The last three decades have seen the evolution of a networked global science system, sustained by sharing and collaboration and codified by journal publishing and bibliometric inclusion/exclusion, that has come to play the leading epistemic role in the natural science-based disciplines. Global science is dominated by scientists from the leading Anglophone universities and almost exclusively published in English, excluding the larger part of the world’s knowledge. However, the networked science system has encouraged the entry of new incoming countries, and production in science has become much more plural.
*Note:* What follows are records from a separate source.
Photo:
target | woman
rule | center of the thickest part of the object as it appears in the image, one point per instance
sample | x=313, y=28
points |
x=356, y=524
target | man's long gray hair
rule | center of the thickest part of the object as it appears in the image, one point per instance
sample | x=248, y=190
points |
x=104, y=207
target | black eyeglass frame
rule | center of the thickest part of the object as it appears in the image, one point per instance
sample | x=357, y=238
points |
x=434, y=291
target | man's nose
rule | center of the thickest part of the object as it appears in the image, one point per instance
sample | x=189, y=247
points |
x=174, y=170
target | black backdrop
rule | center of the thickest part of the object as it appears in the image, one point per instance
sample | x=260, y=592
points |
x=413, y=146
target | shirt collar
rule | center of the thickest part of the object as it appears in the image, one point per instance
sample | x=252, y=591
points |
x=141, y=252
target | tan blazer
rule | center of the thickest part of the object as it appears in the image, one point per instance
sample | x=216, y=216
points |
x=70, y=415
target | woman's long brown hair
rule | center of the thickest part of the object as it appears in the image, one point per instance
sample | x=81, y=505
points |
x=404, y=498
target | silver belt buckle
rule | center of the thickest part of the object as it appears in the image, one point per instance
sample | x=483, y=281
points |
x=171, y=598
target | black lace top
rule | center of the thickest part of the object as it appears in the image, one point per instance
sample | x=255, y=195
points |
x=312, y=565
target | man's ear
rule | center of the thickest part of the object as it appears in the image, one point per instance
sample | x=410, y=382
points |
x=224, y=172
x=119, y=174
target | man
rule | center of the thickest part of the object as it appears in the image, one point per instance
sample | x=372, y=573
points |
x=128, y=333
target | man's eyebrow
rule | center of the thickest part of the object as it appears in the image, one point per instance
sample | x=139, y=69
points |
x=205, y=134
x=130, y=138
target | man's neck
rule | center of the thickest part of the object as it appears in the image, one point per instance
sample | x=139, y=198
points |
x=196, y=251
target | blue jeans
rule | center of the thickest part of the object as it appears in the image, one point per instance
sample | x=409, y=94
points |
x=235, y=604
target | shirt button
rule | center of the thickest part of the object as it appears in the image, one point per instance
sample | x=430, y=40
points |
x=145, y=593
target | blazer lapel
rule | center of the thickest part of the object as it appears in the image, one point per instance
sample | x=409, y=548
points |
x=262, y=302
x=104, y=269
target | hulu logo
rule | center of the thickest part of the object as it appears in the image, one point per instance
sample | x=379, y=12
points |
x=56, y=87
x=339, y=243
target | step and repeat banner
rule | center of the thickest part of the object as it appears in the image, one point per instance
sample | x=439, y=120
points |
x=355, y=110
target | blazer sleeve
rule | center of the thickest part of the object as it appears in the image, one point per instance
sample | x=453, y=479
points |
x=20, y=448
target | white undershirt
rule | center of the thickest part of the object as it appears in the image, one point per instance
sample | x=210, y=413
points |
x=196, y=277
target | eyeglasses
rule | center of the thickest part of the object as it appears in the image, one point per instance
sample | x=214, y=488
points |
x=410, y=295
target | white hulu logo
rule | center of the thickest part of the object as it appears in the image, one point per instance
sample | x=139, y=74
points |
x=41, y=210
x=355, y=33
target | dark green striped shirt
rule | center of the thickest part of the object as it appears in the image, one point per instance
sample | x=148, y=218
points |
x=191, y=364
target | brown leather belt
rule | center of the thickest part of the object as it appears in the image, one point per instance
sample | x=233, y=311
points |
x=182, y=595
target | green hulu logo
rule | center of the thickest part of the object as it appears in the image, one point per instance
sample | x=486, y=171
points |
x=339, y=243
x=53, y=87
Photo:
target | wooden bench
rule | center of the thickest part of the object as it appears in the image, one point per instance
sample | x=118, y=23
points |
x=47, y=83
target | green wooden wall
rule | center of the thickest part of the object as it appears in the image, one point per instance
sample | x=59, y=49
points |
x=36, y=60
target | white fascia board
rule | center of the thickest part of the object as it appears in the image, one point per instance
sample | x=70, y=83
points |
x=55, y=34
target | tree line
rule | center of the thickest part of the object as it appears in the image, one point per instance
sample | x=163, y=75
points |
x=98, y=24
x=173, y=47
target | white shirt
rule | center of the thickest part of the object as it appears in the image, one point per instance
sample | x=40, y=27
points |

Almost half of all science papers within the English-language science system are generated from outside the Euro-American ‘West’, not to mention the work done in other languages that is not part of the common conversation because it is not translated into the sole global language – it is treated as solely local rather than universal knowledge. In other words, there is a fundamental lack of fit between the broad post-colonial distribution of capacity and the continuing neo-colonial structure of institutional and cultural power. There is also both ongoing tension and also synergy between the global science system and national systems and purposes. The paper summarises and critically reviews these developments, supporting its exposition with data mapping of global science. It notes that nationally centred geo-political conflict, partly powered by the tension between established and rising science powers, now threaten to disrupt the peaceful evolution of global cooperation in science. The way forward lies in the reassertion of open cooperation, within a global knowledge system reconfigured to include the full diversity of languages and cultures.